Translator's note: On March 11, 2011, when “flowers of prunus (m)ume” were yet to bloom, a complex catastrophe of earthquake, tsunami, and nuclear radiation took more than twenty thousand lives and forced the evacuation of two hundred and eighty thousand people in Japan.Shortly after the tragedy, while its trauma was still vivid, Japanese poet Gozo began to grope for a way to respond genuinely to the invisible wounds in the minds of the people and the She (sea, see). Through Dear Monster, an ongoing prose-poetry project, he returns to the fundamental, and for him newly ethically charged question: What is poetry?
Four years later,with hundreds of thousands of lines spun of this magic carpet of poetry, Gozo’s self-reflective Monster has extended to more than six hundred pages. The prose poem “、、、、Stones Single, or in Handfuls” is the overture to this monster: Gozo’s first attempt to find a “non-barbaric” and genuine form for his song “nach Fukushima.”
In “、、、、Stones,” Gozo breaks the Japanese language into phonemes and incorporates fragments of other languages including English, French, Chinese, and Korean. He uses multiple scripts—romaji, Korean hangul, ruby annotations, coined man’yo-gana, and pictographs alongside normal Japanese phonetics (hiragana and katakana) and ideograms (kanji).
The result is a reenactment, though largely undesigned, of the chaos Gozo saw with his own eyes in tsunami-devastated Rikuzentakada and the visions that grew from the event. In the now-chaotic coastal village, a combination of objects turned askew and memories from different times and remote places seemed to surge and overwhelm the poet: he saw a blue sign for the convenience store Lawson carried away by the wave; he saw a visionary whale turning into a hill; he saw a tatami-mat becoming a door to another world; and he heard a flute buried in the mud blowing an inaudible whistle to commemorate the dead.
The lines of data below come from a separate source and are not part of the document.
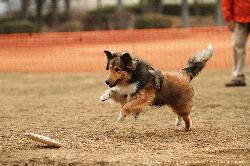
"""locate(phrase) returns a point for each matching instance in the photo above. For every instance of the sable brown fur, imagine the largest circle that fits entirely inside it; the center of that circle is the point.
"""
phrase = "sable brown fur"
(135, 84)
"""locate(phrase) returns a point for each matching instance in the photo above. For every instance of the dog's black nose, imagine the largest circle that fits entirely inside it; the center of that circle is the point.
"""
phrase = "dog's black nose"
(107, 82)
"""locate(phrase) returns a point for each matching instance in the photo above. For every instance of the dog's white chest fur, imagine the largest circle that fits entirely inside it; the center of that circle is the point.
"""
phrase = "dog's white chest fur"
(126, 90)
(120, 90)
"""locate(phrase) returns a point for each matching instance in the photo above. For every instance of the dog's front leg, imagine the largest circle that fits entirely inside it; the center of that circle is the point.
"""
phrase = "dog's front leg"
(144, 98)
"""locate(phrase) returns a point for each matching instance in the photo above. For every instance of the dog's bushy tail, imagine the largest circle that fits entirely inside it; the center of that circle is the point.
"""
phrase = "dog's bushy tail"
(198, 61)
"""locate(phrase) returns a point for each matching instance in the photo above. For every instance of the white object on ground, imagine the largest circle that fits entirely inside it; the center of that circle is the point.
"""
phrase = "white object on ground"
(43, 139)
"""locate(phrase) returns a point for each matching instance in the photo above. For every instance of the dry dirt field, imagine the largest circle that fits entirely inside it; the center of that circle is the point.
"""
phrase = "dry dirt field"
(66, 107)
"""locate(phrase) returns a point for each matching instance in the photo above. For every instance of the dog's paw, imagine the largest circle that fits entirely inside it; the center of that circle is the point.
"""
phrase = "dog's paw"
(105, 96)
(121, 117)
(178, 121)
(136, 115)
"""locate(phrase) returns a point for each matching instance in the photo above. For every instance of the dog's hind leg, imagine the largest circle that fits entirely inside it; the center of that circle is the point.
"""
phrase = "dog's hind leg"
(188, 122)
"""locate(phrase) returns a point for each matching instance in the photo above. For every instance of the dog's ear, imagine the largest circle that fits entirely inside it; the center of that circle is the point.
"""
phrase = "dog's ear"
(126, 59)
(108, 55)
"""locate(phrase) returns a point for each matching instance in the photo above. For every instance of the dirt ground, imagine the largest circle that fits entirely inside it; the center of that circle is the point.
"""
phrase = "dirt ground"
(66, 107)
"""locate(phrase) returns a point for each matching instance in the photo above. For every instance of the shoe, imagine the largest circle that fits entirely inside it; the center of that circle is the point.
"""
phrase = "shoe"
(238, 81)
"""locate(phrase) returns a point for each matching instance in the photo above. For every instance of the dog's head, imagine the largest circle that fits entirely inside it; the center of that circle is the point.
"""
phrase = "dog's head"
(119, 67)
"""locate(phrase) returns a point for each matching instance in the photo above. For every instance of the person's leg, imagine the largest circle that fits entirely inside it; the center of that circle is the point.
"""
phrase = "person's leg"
(240, 35)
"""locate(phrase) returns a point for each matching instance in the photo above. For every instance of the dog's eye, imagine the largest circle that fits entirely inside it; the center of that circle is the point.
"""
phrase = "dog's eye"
(117, 69)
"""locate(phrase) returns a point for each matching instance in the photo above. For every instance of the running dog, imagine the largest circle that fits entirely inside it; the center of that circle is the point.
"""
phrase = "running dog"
(135, 84)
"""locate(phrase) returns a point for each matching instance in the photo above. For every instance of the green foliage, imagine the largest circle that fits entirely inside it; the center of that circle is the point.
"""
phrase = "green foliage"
(152, 21)
(20, 26)
(136, 9)
(106, 18)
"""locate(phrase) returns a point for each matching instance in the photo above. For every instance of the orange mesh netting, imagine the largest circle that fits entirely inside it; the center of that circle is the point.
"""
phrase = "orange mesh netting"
(166, 49)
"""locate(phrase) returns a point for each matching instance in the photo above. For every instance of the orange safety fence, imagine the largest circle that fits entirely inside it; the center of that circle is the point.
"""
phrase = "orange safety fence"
(166, 49)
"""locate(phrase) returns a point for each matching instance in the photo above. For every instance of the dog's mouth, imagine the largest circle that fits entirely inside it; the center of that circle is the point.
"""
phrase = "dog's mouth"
(114, 84)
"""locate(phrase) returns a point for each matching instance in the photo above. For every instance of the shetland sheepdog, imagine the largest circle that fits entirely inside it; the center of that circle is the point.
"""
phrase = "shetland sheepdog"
(136, 84)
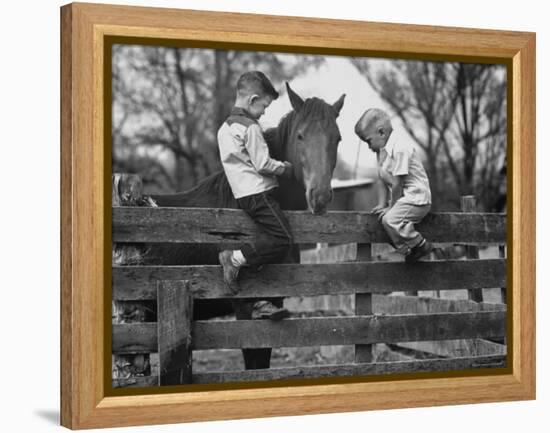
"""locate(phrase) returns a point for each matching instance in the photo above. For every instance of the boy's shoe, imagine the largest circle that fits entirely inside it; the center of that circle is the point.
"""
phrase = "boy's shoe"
(230, 271)
(421, 250)
(266, 310)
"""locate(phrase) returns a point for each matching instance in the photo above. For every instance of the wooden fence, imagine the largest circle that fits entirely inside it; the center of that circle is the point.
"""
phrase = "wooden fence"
(174, 336)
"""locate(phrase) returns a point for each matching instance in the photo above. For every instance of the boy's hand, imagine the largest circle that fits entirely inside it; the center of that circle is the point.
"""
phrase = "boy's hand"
(288, 170)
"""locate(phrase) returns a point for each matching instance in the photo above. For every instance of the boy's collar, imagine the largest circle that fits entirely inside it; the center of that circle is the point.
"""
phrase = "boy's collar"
(239, 111)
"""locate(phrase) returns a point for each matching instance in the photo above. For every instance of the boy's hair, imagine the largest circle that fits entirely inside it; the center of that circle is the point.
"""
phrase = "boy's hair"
(255, 82)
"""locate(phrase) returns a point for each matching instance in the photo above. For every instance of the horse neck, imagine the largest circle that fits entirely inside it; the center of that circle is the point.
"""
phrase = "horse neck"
(291, 194)
(214, 191)
(278, 139)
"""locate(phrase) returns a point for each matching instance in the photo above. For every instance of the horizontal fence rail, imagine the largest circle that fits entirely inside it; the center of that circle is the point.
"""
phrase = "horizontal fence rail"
(342, 370)
(142, 338)
(189, 225)
(381, 319)
(139, 282)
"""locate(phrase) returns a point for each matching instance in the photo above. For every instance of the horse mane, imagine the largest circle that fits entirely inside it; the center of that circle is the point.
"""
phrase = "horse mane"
(277, 137)
(213, 191)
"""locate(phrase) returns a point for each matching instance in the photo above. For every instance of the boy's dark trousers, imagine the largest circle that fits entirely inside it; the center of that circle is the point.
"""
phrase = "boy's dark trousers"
(274, 238)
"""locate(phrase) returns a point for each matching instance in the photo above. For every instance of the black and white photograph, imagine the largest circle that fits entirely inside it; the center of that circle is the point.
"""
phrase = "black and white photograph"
(280, 217)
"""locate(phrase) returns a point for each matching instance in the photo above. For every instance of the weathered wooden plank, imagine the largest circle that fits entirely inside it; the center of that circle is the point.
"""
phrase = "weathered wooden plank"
(135, 338)
(175, 315)
(143, 224)
(367, 369)
(139, 282)
(347, 330)
(457, 348)
(136, 382)
(423, 305)
(468, 204)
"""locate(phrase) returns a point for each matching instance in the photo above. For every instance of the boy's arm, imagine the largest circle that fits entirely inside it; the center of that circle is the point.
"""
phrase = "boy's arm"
(396, 189)
(259, 153)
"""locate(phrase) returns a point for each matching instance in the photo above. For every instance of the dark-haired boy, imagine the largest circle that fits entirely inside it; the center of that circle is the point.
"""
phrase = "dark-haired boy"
(252, 175)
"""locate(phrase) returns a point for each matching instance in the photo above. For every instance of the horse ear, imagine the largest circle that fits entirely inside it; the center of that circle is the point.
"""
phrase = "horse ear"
(338, 104)
(295, 100)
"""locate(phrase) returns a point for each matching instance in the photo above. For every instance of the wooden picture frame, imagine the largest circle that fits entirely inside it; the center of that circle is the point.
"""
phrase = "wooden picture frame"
(85, 215)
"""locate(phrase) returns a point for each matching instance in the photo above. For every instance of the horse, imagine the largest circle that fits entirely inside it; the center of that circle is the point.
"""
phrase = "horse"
(308, 137)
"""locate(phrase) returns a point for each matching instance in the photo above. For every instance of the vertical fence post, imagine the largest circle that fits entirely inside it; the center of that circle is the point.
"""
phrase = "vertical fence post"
(363, 306)
(472, 251)
(502, 255)
(174, 319)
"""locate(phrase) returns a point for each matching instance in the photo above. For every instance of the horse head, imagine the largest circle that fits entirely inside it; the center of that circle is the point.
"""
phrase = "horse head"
(311, 146)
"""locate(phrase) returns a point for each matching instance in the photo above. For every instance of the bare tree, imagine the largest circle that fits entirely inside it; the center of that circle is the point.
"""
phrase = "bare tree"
(173, 100)
(456, 113)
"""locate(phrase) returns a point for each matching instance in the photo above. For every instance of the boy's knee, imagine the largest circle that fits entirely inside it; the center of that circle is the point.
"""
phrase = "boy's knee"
(387, 221)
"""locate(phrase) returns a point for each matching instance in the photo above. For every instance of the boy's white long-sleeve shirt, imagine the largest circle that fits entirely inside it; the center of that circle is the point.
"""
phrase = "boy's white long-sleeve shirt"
(245, 156)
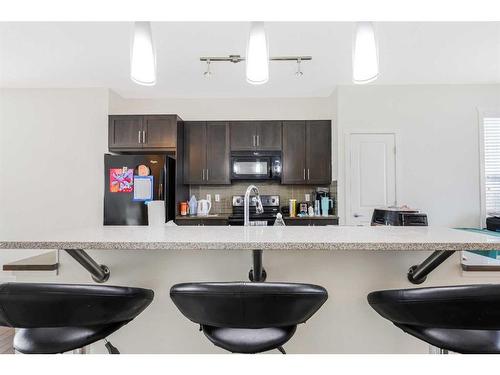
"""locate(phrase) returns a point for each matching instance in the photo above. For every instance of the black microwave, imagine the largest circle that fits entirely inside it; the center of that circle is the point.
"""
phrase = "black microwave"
(255, 165)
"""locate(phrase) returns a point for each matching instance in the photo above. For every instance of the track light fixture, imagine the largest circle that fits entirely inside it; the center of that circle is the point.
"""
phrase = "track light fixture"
(208, 73)
(237, 59)
(299, 73)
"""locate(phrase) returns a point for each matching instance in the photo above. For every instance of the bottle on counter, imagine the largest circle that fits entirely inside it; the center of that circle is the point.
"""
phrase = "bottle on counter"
(193, 206)
(293, 207)
(279, 222)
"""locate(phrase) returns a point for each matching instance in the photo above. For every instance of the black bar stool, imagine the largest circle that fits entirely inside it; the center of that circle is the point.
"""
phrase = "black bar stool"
(56, 318)
(246, 317)
(462, 319)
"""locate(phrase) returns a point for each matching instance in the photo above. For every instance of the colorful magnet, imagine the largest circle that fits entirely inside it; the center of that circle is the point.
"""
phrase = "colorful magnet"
(121, 180)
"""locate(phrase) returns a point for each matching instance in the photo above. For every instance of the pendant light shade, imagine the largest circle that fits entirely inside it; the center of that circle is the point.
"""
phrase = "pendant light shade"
(365, 54)
(257, 59)
(143, 55)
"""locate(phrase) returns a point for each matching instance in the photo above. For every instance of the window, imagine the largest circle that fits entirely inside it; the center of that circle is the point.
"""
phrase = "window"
(490, 166)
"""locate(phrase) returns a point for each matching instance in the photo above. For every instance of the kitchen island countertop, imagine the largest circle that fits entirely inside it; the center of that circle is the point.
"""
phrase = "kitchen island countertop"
(250, 238)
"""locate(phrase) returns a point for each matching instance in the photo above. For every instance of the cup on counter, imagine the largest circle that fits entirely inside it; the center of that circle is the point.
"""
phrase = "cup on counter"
(293, 207)
(184, 208)
(156, 213)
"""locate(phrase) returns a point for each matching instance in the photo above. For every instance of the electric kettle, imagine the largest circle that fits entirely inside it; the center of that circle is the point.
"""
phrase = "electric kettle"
(204, 207)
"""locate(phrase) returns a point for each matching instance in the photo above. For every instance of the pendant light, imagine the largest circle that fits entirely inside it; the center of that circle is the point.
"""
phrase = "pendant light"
(143, 55)
(365, 54)
(257, 58)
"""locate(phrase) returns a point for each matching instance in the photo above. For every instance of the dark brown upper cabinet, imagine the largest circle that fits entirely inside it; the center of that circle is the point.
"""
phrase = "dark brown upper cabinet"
(306, 152)
(143, 132)
(255, 135)
(206, 153)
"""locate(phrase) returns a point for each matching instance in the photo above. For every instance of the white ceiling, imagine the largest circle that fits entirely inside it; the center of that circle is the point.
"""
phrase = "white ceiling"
(97, 55)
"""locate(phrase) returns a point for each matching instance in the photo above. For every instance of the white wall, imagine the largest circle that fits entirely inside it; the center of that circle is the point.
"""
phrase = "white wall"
(228, 109)
(51, 158)
(438, 144)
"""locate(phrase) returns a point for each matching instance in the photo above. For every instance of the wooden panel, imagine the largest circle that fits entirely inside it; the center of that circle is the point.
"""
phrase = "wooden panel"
(243, 135)
(318, 152)
(195, 154)
(294, 150)
(160, 131)
(125, 131)
(217, 135)
(268, 135)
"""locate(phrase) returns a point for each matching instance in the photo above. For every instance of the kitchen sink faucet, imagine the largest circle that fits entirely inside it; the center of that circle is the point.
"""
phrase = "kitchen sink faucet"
(258, 207)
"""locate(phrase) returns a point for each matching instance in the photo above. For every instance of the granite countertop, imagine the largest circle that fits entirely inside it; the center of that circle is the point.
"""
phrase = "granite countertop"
(248, 238)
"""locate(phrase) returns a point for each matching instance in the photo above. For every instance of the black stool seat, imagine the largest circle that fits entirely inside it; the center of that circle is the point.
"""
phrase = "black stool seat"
(246, 317)
(463, 319)
(56, 318)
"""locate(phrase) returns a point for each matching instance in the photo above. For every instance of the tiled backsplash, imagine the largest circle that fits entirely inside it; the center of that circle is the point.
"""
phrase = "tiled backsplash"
(226, 193)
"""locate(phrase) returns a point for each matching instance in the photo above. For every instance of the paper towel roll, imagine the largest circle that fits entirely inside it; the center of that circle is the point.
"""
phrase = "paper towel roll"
(156, 213)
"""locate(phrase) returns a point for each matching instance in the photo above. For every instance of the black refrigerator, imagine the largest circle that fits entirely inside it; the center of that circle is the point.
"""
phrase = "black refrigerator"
(121, 173)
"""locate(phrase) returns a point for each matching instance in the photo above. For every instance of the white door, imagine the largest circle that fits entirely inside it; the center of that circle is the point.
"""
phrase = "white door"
(371, 175)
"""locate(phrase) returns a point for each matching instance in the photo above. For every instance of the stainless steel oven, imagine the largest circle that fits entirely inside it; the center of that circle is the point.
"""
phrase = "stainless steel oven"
(253, 165)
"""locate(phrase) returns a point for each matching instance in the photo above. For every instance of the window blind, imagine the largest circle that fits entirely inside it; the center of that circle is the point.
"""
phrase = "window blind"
(491, 131)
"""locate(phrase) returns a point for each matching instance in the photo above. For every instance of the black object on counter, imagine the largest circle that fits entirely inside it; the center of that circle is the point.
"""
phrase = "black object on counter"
(398, 217)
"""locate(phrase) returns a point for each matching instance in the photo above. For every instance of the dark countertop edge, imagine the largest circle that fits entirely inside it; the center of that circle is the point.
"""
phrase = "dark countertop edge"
(223, 217)
(342, 246)
(331, 217)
Together, these images and sounds trigger further references so that the poem, visionary and real at once, enacts a kind of divination. Yet it is also site specific. Gozo takes particular memories of scenes, songs, and people from one place to another, inviting them to be present to the now-here of his “poetry-making”: he remembers a song from child, stands at Walden Pond, and walks into the New Bedford Whaling Museum remembering Melville.
Gozo’s poetry is to our everyday language as a tsunami is to a wave. It takes in everything. It finds everything before it already a part of it. And the poetry trembles with awe for what it approaches and absorbs.
(Selected poems by Gozo Yoshimasu in English, Alice, Iris, Red Horse (edited by Forrest Gander), will come out from New Directions in Spring 2016.)